In comments to the Cyprus News Agency on Monday, the spokesman of the state health services organisation (Okypy) Charalambos Charilaou said of the 225, 33 Covid-19 patients are in intensive care, another 24 in an acute care unit.
“That means one in four patients are in a serious or critical condition,” said Charilaou.
The number of patients in a more serious condition has been edging up recently, putting pressure on state hospital ICU’s.
“Other than patients with COVID-19, there are about 15 to 20 patients with other health issues being treated at ICUs daily.
“Efforts are underway to find beds in the private sector for the latter cases to decongest Nicosia hospital’s ICU.”
Famagusta General, designated from the beginning of the pandemic as the reference hospital for coronavirus, is 92% full, with 69 patients of whom six are in acute care, its director Amalia Hadjiyianni told CNA.
“With the epidemiological situation of recent days and with the British variant dominant in the community, there has been a new wave of admissions in public hospitals.”
Hadjiyianni further noted that patients are getting younger, as the youngest at Famagusta general is 32, and the oldest is 97, with both displaying symptoms of heavy pneumonia, in need of oxygen.
Paphos General is currently treating 21 coronavirus patients, three of whom are in the hospital’s ACU
Nicosia General was treating 70 patients, of which 33 were in ICU on Sunday.
Meanwhile, scientists were asked by the Health Ministry to suggest why several patients receiving both doses of the vaccine have lost their lives to COVID-19.
Professor of virology at the University of Nicosia medical school and adviser to the government, Dr Peter Karayiannis, said a small percentage of people vaccinated is not responding to the vaccine.

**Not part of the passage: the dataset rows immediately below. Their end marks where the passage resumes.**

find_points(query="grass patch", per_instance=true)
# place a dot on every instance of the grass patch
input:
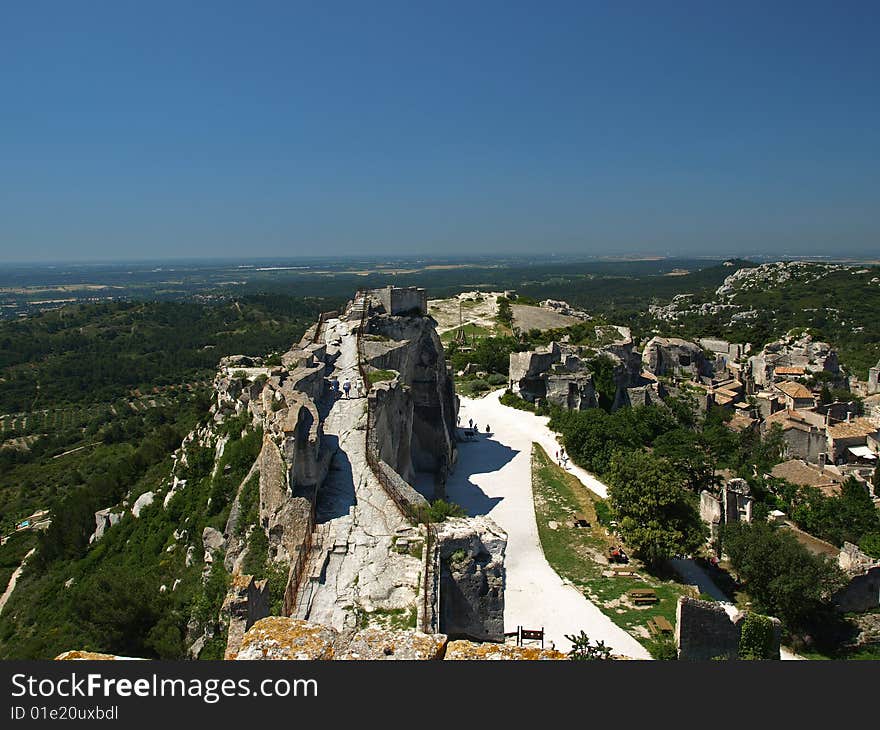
(389, 618)
(576, 552)
(470, 331)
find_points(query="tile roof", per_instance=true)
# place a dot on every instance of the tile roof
(788, 370)
(794, 390)
(799, 472)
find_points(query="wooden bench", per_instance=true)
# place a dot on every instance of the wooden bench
(659, 625)
(580, 520)
(531, 635)
(643, 596)
(624, 570)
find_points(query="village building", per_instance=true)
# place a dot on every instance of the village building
(802, 474)
(796, 396)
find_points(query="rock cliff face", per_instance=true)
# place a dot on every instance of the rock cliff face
(418, 411)
(472, 578)
(562, 374)
(335, 497)
(674, 357)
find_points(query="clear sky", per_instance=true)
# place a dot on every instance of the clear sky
(152, 129)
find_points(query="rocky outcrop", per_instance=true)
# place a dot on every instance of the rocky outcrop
(792, 352)
(472, 578)
(212, 539)
(674, 357)
(246, 603)
(284, 638)
(387, 644)
(104, 519)
(419, 418)
(562, 374)
(142, 502)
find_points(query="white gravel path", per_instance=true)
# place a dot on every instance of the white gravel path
(14, 579)
(493, 477)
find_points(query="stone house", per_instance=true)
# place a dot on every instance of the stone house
(851, 434)
(804, 439)
(796, 395)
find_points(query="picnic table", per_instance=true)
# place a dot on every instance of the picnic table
(580, 520)
(659, 625)
(624, 570)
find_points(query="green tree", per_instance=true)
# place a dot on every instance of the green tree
(582, 649)
(656, 514)
(783, 578)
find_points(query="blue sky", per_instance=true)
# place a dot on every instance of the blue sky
(182, 129)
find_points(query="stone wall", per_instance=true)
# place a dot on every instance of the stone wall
(862, 593)
(704, 631)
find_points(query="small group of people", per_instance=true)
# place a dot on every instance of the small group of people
(473, 426)
(346, 388)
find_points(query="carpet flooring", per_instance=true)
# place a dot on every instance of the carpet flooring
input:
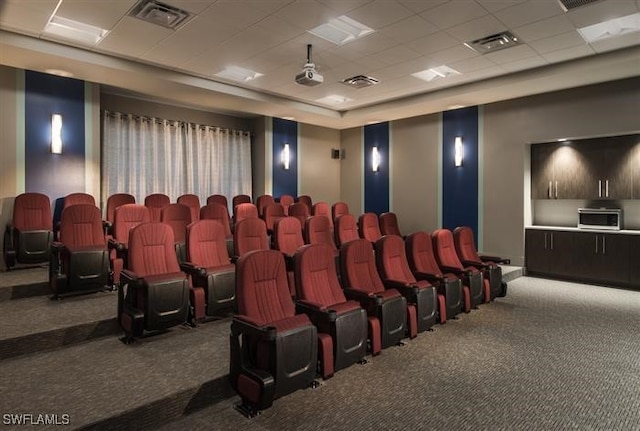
(550, 356)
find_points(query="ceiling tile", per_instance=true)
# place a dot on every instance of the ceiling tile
(27, 17)
(380, 13)
(560, 41)
(454, 13)
(529, 12)
(496, 5)
(511, 54)
(133, 37)
(433, 43)
(409, 29)
(568, 54)
(476, 28)
(545, 28)
(601, 11)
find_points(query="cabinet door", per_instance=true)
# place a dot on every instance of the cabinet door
(542, 170)
(572, 177)
(561, 253)
(614, 170)
(615, 253)
(536, 250)
(634, 261)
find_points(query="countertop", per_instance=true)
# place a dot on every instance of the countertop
(575, 229)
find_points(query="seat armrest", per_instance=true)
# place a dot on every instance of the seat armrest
(192, 269)
(245, 325)
(316, 312)
(494, 259)
(363, 296)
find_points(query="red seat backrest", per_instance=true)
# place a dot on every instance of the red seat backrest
(465, 244)
(155, 203)
(316, 278)
(389, 224)
(345, 229)
(301, 211)
(81, 225)
(244, 211)
(240, 199)
(126, 217)
(218, 199)
(444, 249)
(78, 199)
(262, 288)
(193, 202)
(420, 253)
(152, 250)
(262, 202)
(287, 235)
(323, 209)
(318, 231)
(272, 213)
(32, 211)
(177, 216)
(368, 227)
(358, 266)
(206, 244)
(338, 209)
(391, 259)
(115, 200)
(218, 212)
(250, 234)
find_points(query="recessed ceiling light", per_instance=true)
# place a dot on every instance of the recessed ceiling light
(240, 74)
(74, 30)
(341, 30)
(435, 72)
(612, 28)
(333, 99)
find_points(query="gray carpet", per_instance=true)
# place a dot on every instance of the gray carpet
(552, 355)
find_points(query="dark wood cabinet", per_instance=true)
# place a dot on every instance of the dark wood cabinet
(549, 252)
(594, 169)
(602, 257)
(584, 256)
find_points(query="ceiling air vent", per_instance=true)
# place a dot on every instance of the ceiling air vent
(360, 81)
(160, 14)
(567, 5)
(493, 43)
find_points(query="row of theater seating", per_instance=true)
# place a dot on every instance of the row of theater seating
(297, 304)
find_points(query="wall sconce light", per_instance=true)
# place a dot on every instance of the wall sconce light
(56, 134)
(285, 157)
(458, 152)
(375, 159)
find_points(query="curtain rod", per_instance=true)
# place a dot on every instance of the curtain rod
(173, 123)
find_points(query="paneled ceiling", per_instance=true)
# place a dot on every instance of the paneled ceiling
(270, 37)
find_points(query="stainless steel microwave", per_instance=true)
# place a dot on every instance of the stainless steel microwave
(600, 218)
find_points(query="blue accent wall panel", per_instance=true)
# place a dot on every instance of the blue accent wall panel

He said that up to 10% of those vaccinated might not respond to the vaccine and may not develop antibodies to fight off the disease if infected by the virus.
“If someone does not respond to the vaccine, they cannot develop antibodies against coronavirus, which is why they are still likely to fall ill and experience more severe symptoms if they are exposed to it,” Karayiannis told CNA.
“The Pfizer vaccine is 94-95% effective, meaning that 5% will not respond to it…For AstraZeneca, this percentage is 10-12%”.
Karayiannis said the vaccination rollout could have been better if not for recent delays over concerns created surrounding AstraZeneca’s links to very rare brain blood clots.
“We are wasting time. The one- or two-weeks people take until deciding to get vaccinated can turn into months, delaying the process.”
Karayiannis said authorities should be focused on reassuring people of the vaccine’s effectiveness.